La riqueza es una idea compleja, difícil de precisar e imposible de cuantificar de antemano por lo que llamamos “el valor de las cosas”. El valor no es el precio. El oro tiene un precio, una casa tiene un precio, pero el valor que les damos, personalmente, es diferente.

Lo que llamamos conciencia de crear riqueza es el proceso de caer en la cuenta de que la riqueza consta de una parte lógica, real y medible y otra parte intangible que es el valor, y cuanto más amplia es esa conciencia, más hábiles somos creándola.

Un buen ejemplo es Starbucks, que dice querer “inspirar y nutrir el espíritu humano atendiendo persona a persona, una taza a la vez, en un barrio a la vez” y luego completa diciendo que lo quiere hacer “creando una cultura de calidez y de pertenencia en el que todo el mundo es bienvenido”. Como lees, no hablan de café y magdalenas, sino de ese 96% que va más allá de las paredes de sus locales.

Pero este ejercicio del 96% también lo puede hacer una persona sencilla, poco dada a figurar y con familia y amigos.

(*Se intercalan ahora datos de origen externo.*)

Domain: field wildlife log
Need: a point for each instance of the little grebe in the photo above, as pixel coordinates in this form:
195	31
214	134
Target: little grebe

Solo necesita un poco de imaginación:

Si una persona fuera un producto ¿qué aportaría? Quiero decir, cuando la gente está a su lado ¿qué le gusta de ella? ¿qué cosas aporta que gustan?

Ahora verás: imaginemos que podemos decir que es su sonrisa.

Entonces quiere decir que puede crear riqueza a partir de su sonrisa. Si fueran sus ocurrencias, pues lo haría a través de ellas. Si fuera su cariño, su lealtad o su cercanía, también podría porque eso es su 96%. Recuerda que la riqueza se crea en un 4% a través del trabajo objetivo, al que le añades un 96% de tu ingrediente invisible. Todo, sumado, es lo que hace que la riqueza se cree.

¿Te has dado cuenta ya de que hay alguna persona a quien le compras cosas solo porque confías en ella? Pues entiende que se ganó tu confianza con su sonrisa, su cariño, su lealtad, su cercanía o cualquier otra cualidad suya. Pero solo una de ellas fue necesaria.